Transfusion-associated graft-versus-host disease
Leukocyte inactivation
An unintended, but beneficial, result of nucleic-acid-altering pathogen-reduction technologies is that the processes also inactivate white blood cells, which can cause transfusion-associated graft-versus-host disease (TA-GVHD). Several studies using mice have demonstrated the efficiency of pathogen-reduction technologies in preventing GVHD. Grass et al131 compared amotosalen PCT and gamma irradiation in an experiment using strain A and B6AF1 mice. Strain A mice are homozygous at the H-2 locus whereas B6AF1 mice are heterozygous. Spleens from the donor mice were collected, processed to produce a splenocyte suspension, and treated in one of three ways. One-third of the suspension was treated with gamma irradiation, one-third was treated with amotosalen PCT, and one-third was untreated. The recipient mice (B6AF1 strain) each received transfusions of one of three suspensions or a suspension of splenocytes from another B6AF1 mouse, which were the controls. Several features of GVHD were followed over several weeks. Those that received untreated cells developed GVHD characterized by splenomegaly, decreased body weight, decreased skin integrity, and pancytopenia.
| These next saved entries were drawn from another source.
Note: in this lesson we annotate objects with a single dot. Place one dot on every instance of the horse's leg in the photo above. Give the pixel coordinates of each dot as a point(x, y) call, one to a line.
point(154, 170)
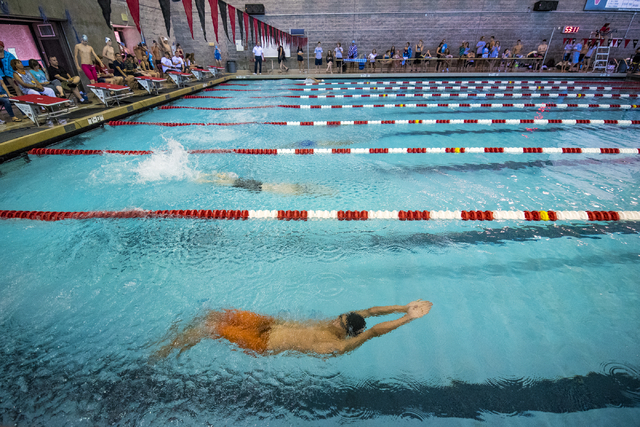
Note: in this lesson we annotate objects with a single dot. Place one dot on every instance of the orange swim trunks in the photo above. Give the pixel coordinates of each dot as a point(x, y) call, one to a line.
point(248, 330)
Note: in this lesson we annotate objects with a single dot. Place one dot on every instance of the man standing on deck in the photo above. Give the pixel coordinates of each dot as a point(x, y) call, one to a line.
point(87, 55)
point(265, 334)
point(258, 57)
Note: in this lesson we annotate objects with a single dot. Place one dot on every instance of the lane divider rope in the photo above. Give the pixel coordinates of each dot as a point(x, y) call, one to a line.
point(308, 151)
point(461, 95)
point(438, 88)
point(494, 105)
point(395, 122)
point(205, 97)
point(444, 82)
point(341, 215)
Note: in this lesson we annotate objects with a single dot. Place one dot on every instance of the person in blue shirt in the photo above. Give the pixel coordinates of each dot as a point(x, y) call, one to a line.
point(6, 72)
point(4, 101)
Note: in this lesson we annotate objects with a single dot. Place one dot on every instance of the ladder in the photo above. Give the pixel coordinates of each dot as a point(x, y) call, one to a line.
point(602, 58)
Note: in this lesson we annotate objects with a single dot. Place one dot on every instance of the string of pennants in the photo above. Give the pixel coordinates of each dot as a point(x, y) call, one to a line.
point(243, 25)
point(601, 42)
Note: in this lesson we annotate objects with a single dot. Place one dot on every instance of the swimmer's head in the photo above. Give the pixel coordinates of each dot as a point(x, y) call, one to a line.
point(352, 323)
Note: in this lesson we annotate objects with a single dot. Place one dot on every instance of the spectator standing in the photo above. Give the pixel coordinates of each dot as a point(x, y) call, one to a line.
point(258, 57)
point(330, 59)
point(27, 83)
point(442, 47)
point(353, 53)
point(372, 60)
point(108, 53)
point(339, 53)
point(318, 51)
point(38, 73)
point(282, 57)
point(4, 101)
point(300, 55)
point(71, 83)
point(218, 56)
point(418, 56)
point(480, 45)
point(83, 54)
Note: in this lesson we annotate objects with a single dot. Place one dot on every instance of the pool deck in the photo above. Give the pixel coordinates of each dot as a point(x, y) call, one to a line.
point(18, 138)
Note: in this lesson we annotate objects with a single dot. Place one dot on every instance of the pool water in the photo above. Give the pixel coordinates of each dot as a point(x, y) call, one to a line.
point(532, 323)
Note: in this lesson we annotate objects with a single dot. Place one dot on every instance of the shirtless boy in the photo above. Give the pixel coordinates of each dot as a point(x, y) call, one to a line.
point(269, 335)
point(87, 55)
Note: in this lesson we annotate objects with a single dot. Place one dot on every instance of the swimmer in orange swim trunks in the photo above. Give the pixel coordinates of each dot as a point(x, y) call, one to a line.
point(259, 334)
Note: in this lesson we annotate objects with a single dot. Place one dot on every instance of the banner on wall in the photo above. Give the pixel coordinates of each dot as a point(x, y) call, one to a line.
point(200, 8)
point(165, 7)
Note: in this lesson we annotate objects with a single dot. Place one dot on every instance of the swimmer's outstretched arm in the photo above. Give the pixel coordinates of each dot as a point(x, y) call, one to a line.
point(415, 310)
point(390, 309)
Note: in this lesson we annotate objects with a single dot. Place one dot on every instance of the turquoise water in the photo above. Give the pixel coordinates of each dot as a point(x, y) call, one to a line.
point(532, 323)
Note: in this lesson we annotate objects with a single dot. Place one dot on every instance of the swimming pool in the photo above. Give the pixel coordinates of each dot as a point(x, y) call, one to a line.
point(532, 323)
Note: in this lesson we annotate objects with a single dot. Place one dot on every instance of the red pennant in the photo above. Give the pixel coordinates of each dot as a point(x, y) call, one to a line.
point(232, 20)
point(134, 9)
point(188, 9)
point(214, 16)
point(245, 18)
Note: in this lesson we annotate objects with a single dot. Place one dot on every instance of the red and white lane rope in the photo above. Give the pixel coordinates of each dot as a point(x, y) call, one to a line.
point(439, 88)
point(329, 107)
point(342, 215)
point(397, 122)
point(308, 151)
point(463, 95)
point(205, 97)
point(459, 82)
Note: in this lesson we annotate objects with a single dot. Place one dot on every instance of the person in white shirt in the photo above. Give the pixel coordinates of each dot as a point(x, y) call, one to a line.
point(178, 63)
point(259, 57)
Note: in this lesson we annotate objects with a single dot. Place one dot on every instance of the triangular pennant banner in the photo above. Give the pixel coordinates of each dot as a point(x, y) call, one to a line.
point(134, 9)
point(165, 7)
point(223, 14)
point(200, 8)
point(105, 5)
point(188, 9)
point(214, 16)
point(245, 18)
point(232, 20)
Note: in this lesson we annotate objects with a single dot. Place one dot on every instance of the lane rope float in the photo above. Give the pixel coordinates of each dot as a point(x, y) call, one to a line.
point(461, 95)
point(459, 82)
point(309, 151)
point(437, 88)
point(341, 215)
point(397, 122)
point(338, 106)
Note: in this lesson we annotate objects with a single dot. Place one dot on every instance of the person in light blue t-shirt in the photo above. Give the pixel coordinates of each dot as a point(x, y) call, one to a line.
point(318, 51)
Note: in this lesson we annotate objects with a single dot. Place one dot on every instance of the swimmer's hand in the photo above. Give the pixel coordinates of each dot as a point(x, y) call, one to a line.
point(418, 308)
After the animals were killed, the organs were examined histologically for evidence of GVHD. In addition, donor T cell engraftment was demonstrated by flow cytometry. None of the mice that received products treated by gamma irradiation or amotosalen PCT developed GVHD. All six mice that received the untreated product developed GVHD.131 Additional mouse-based studies132, 133, 134 demonstrated the efficiency of PEN110 in preventing GVHD. Riboflavin was demonstrated to be effective using a cell culture of Jurkat cells.135 Thus, based on existing data, pathogen-reduction technologies that disrupt nucleic acids also appear to prevent TA-GVHD.
Conclusion
Pathogen-reduction technologies show great promise for making the blood supply safer. Indeed, some PR-treated products are in use clinically. However, no PR technology is risk free. As we learn more about the pathogens that infect the blood supply, we realize that not all pathogens will be fully inactivated. Accordingly, it is unlikely that current practices testing for pathogens can be eliminated. The full clinical role of PR technologies in the field of transfusion medicine remains to be determined.
Footnotes
The views expressed in this article are those of the author and do not reflect the official policy or position of the United States Air Force, Department of Defense, or the US Government.